5. Il ressort des pièces du dossier que Mme B a été recrutée le 31 juillet 2009 en qualité de standardiste au consulat général du Mali en France puis a conclu un contrat de travail à durée indéterminée en cette qualité le 23 novembre 2017 pour une durée hebdomadaire de travail de 39 heures et un salaire mensuel de 2 028,05 euros. Cette activité professionnelle implique que ses revenus proviennent de l'Etat malien alors même qu'ils seraient imposés en France. Eu égard à l'existence de ce lien particulier unissant encore l'intéressée à l'Etat de son pays d'origine et en dépit de ses attaches familiales et personnelles en France, le ministre a pu, sans erreur manifeste d'appréciation, estimer qu'il n'était pas opportun d'accéder à la demande de Mme B et ajourner à deux ans sa demande de naturalisation.

6. En troisième et dernier lieu, l'accès à la nationalité française ne constituant pas un droit pour l'étranger qui la sollicite, le refus d'accorder la naturalisation à Mme B n'est pas constitutif d'une rupture d'égalité, alors même que deux membres du personnel administratif du consulat général du Mali en France, dont il n'est pas établi qu'ils se seraient d'ailleurs trouvés dans une situation identique, auraient obtenu la réintégration dans la nationalité française en 1988 pour l'un et la naturalisation par décret en 2004 pour l'autre.

7. Il résulte de tout ce qui précède que Mme B n'est pas fondée à demander l'annulation de la décision du 11 février 2020 par laquelle le ministre de l'intérieur a ajourné à deux ans sa demande de naturalisation. Par suite, sa requête, y compris les conclusions à fin d'injonction et celles présentées sur le fondement de l'article L. 761-1 du code de justice administrative, doit être rejetée.

D É C I D E :

Article 1er : La requête présentée par Mme B est rejetée.

Article 2 : Le présent jugement sera notifié à Mme A B et au ministre de l'intérieur.

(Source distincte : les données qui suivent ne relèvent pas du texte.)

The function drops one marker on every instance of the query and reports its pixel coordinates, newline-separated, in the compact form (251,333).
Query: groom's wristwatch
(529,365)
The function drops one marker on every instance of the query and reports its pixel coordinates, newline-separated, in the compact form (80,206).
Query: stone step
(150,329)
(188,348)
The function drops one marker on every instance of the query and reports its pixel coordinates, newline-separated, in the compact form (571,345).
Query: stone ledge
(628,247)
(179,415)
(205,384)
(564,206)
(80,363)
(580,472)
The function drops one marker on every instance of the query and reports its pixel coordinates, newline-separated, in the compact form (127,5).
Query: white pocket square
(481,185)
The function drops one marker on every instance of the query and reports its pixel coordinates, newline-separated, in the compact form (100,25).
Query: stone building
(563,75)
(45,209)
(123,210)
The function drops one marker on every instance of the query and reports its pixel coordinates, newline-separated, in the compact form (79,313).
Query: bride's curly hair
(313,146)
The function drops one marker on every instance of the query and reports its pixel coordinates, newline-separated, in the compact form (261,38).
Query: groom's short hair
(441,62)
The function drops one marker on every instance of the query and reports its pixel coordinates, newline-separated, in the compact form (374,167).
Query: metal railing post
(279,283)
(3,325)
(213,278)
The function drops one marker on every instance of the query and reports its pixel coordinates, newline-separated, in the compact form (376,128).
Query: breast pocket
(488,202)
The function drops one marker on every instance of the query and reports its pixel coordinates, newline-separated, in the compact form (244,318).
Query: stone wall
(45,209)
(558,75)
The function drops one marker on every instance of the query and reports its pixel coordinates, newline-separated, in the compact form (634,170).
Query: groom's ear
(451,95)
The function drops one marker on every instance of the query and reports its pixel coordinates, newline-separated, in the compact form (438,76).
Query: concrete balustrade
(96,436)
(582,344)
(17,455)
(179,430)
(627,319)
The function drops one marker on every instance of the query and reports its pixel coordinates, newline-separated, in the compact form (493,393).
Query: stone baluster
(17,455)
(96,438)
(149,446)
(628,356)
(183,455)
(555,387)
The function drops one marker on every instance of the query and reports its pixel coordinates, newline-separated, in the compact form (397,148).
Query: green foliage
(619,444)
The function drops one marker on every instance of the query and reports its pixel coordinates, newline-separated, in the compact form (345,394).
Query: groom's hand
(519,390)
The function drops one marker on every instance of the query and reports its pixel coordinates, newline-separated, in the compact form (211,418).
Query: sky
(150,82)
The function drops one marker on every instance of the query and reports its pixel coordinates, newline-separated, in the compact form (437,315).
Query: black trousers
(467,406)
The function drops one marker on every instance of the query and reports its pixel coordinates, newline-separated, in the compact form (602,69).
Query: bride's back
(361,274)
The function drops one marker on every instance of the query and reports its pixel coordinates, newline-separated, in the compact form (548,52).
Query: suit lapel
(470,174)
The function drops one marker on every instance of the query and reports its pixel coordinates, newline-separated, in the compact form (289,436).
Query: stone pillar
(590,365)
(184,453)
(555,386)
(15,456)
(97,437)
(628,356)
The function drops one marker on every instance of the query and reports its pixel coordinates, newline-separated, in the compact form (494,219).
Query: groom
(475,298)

Délibéré après l'audience du 22 septembre 2022, à laquelle siégeaient :

Mlle Wunderlich, présidente,

Mme Le Lay, première conseillère,

Mme Sainquain-Rigollé, première conseillère.

Rendu public par mise à disposition au greffe le 21 octobre 2022.

La rapporteure,

H. CLa présidente,

A.-C. WUNDERLICHLa greffière,

L. BILLAUD

La République mande et ordonne au ministre de l'intérieur et des outre-mer en ce qui le concerne ou à tous commissaires de justice à ce requis en ce qui concerne les voies de droit commun contre les parties privées, de pourvoir à l'exécution de la présente décision.